You are viewing a plain text version of this content. The canonical link for it is here.
Posted to solr-user@lucene.apache.org by Per Steffensen <st...@designware.dk> on 2014/05/19 13:33:01 UTC
How does query on AND work
Hi
Lets say I have a Solr collection (running across several servers)
containing 5 billion documents. A.o. each document have a value for
field "no_dlng_doc_ind_sto" (a long) and field
"timestamp_dlng_doc_ind_sto" (also a long). Both "no_dlng_doc_ind_sto"
and "timestamp_dlng_doc_ind_sto" are doc-value, indexed and stored. Like
this in schema.xml
<dynamicField name="*_dlng_doc_ind_sto" type="dlng" indexed="true"
stored="true" required="true" docValues="true"/>
<fieldType name="dlng" class="solr.TrieLongField" precisionStep="0"
positionIncrementGap="0" docValuesFormat="Disk"/>
I make queries like this: no_dlng_doc_ind_sto:(<NO>) AND
timestamp_dlng_doc_ind_sto:([<TIME_START> TO <TIME_END>])
* The "no_dlng_doc_ind_sto:(<NO>)"-part of a typical query will hit
between 500 and 1000 documents out of the total 5 billion
* The "timestamp_dlng_doc_ind_sto:([<TIME_START> TO <TIME_END>])"-part
of a typical query will hit between 3-4 billion documents out of the
total 5 billion
Question is how Solr/Lucene deals with such requests?
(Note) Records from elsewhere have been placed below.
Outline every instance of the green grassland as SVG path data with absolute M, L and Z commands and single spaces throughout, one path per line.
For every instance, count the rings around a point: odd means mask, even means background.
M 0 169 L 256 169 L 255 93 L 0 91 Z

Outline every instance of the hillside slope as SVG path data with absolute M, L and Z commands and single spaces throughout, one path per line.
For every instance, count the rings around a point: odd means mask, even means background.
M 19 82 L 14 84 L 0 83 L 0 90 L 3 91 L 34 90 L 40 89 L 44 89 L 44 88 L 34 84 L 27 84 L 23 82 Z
I am thinking that using the indices on both "no_dlng_doc_ind_sto" and
"timestamp_dlng_doc_ind_sto" to get two sets of doc-ids and then make an
intersection of those might not be the most efficient. You are making an
intersection of two doc-id-sets of size 500-1000 and 3-4 billion. It
might be faster to just use the index for "no_dlng_doc_ind_sto" to get
the doc-ids for the 500-1000 documents, then for each of those fetch
their "timestamp_dlng_doc_ind_sto"-value (using doc-value) to filter out
the ones among the 500-1000 that does not match the timestamp-part of
the query.
But what does Solr/Lucene actually do? Is it Solr- or Lucene-code that
make the decision on what to do? Can you somehow "hint" the
search-engine that you want one or the other method used?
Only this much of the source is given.